Full Facial Keypoints Detection

Dataloader

I used the dataloader from torch.utils.data.Dataloader again, but this time I selected all the facial keypoints to include in the dataloader. I also performed data augmentation to help prevent the network from overfitting. This was done by adding images to the dataloader that were either randomly rotated by -15 to 15 degrees or randomly cropped by a specific portion of the image. Below are some of the sample images from the dataloader labeled with the ground-truth keypoints.

Face Sample 1
Face Sample 2
Face Sample 3

Model Architecture

Below are the layers for my model architecture. The learning rate was 1e-3 and the batch size was 4.
FaceDetectionCNN(
  (conv1): Conv2d(1, 6, kernel_size=(5, 5), stride=(1, 1))
  (conv2): Conv2d(6, 16, kernel_size=(5, 5), stride=(1, 1))
  (conv3): Conv2d(16, 32, kernel_size=(5, 5), stride=(1, 1))
  (conv4): Conv2d(32, 64, kernel_size=(5, 5), stride=(1, 1))
  (conv5): Conv2d(64, 128, kernel_size=(5, 5), stride=(1, 1))
  (fc1): Linear(in_features=4608, out_features=64, bias=True)
  (fc2): Linear(in_features=64, out_features=116, bias=True)
)

Training and Validation MSE Loss

Below is a graph showing the Training and Validation MSE loss during the training process.

Face Network Losses

Results

Below are two facial images where the network detects the facial keypoints correctly. The red points represent the predicted points, and the green points represent the ground truth.

Good Example 1
Good Example 2

Below are two facial images where the network detects the facial keypoints incorrectly. Again, the red points represent the predicted points, and the green points represent the ground truth. The network might have failed in the cases shown below because of how far left the faces are facing compared to many other images in the training set and the features aren't as consistent because of that angle.

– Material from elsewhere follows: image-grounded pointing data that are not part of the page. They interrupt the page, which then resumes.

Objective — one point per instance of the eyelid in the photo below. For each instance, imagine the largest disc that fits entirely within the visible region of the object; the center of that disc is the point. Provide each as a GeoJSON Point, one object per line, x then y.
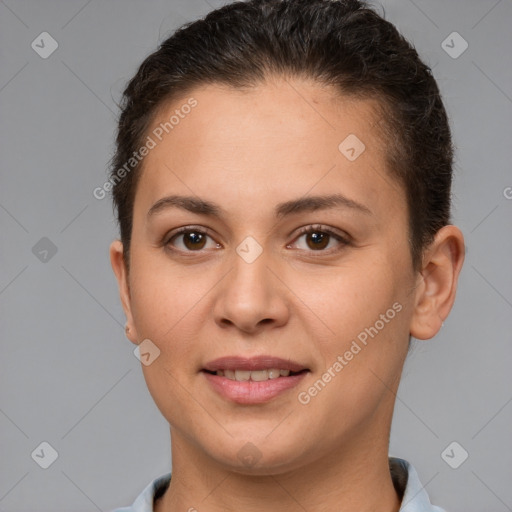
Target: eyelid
{"type": "Point", "coordinates": [343, 239]}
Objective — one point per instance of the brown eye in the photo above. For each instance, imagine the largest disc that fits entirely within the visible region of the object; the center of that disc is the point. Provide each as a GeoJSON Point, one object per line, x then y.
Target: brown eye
{"type": "Point", "coordinates": [318, 238]}
{"type": "Point", "coordinates": [192, 240]}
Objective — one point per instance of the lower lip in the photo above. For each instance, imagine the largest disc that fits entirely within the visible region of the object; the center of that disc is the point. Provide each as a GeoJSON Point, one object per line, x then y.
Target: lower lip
{"type": "Point", "coordinates": [252, 392]}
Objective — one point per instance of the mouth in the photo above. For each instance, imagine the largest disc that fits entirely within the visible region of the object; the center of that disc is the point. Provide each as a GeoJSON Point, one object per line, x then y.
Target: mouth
{"type": "Point", "coordinates": [255, 375]}
{"type": "Point", "coordinates": [253, 380]}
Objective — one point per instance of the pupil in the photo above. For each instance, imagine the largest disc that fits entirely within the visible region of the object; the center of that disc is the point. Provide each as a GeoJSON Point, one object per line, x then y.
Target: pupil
{"type": "Point", "coordinates": [194, 238]}
{"type": "Point", "coordinates": [318, 238]}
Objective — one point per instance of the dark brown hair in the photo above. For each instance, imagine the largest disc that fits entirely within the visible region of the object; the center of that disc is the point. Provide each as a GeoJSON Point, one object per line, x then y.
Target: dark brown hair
{"type": "Point", "coordinates": [344, 44]}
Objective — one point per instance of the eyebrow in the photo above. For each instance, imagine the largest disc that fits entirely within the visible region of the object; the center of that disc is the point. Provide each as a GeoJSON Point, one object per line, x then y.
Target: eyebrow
{"type": "Point", "coordinates": [295, 206]}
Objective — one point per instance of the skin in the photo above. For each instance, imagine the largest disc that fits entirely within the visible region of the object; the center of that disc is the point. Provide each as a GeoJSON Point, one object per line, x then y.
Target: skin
{"type": "Point", "coordinates": [249, 151]}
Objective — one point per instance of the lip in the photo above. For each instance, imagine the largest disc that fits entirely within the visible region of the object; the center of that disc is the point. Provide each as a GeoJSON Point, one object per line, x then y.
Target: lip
{"type": "Point", "coordinates": [263, 362]}
{"type": "Point", "coordinates": [252, 392]}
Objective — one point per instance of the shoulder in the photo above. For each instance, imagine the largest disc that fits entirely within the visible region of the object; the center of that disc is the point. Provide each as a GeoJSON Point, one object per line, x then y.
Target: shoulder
{"type": "Point", "coordinates": [144, 501]}
{"type": "Point", "coordinates": [408, 485]}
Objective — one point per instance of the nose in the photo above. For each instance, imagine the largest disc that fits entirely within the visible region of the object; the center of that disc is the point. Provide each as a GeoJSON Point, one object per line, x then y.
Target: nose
{"type": "Point", "coordinates": [251, 296]}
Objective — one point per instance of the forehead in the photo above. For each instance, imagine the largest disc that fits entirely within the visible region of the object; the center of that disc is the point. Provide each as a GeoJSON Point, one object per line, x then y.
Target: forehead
{"type": "Point", "coordinates": [280, 138]}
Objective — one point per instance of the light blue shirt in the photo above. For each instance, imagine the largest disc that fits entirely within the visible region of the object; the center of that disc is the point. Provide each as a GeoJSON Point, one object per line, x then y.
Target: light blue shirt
{"type": "Point", "coordinates": [405, 479]}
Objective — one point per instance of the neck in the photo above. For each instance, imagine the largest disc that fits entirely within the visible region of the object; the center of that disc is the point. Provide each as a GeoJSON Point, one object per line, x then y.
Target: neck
{"type": "Point", "coordinates": [354, 477]}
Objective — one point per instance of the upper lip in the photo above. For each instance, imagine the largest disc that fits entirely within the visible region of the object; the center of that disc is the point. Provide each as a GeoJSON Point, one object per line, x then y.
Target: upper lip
{"type": "Point", "coordinates": [262, 362]}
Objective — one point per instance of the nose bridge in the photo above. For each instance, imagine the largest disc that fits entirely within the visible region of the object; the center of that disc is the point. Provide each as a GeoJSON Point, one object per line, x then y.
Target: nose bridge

The nose keypoint detector had a difficult time with similar images.

Bad Example 1
Bad Example 2

Visualize Learned Filters

Below I have visualized some of the filters for my neural network of the first convolutional layer.

Face Network Filter Examples

Train With Larger Dataset

Kaggle

For my Kaggle submission, my username is Sean Kim. At the time of submitting this website, my score was 10.13204.

Dataloader

This dataloader was essentially the same as the one from the previous part, but I also performed color jittering for additional data augmentation. Below are some example images from my dataloader with the keypoints labeled.

Face Sample 1
Face Sample 2
Face Sample 3
Face Sample 3

Model Architecture

Here is the ResNet model architecture I used to train with a larger dataset. I used the default ResNet18 model, but just modified the input and output channels to match the dimensions needed for this data. The learning rate was 1e-3 and the batch size was 16.
ResNet(
 (conv1): Conv2d(1, 64, kernel_size=(7, 7), stride=(2, 2), padding=(3, 3), bias=False)
 (bn1): BatchNorm2d(64, eps=1e-05, momentum=0.1, affine=True, track_running_stats=True)
 (relu): ReLU(inplace)
 (maxpool): MaxPool2d(kernel_size=3, stride=2, padding=1, dilation=1, ceil_mode=False)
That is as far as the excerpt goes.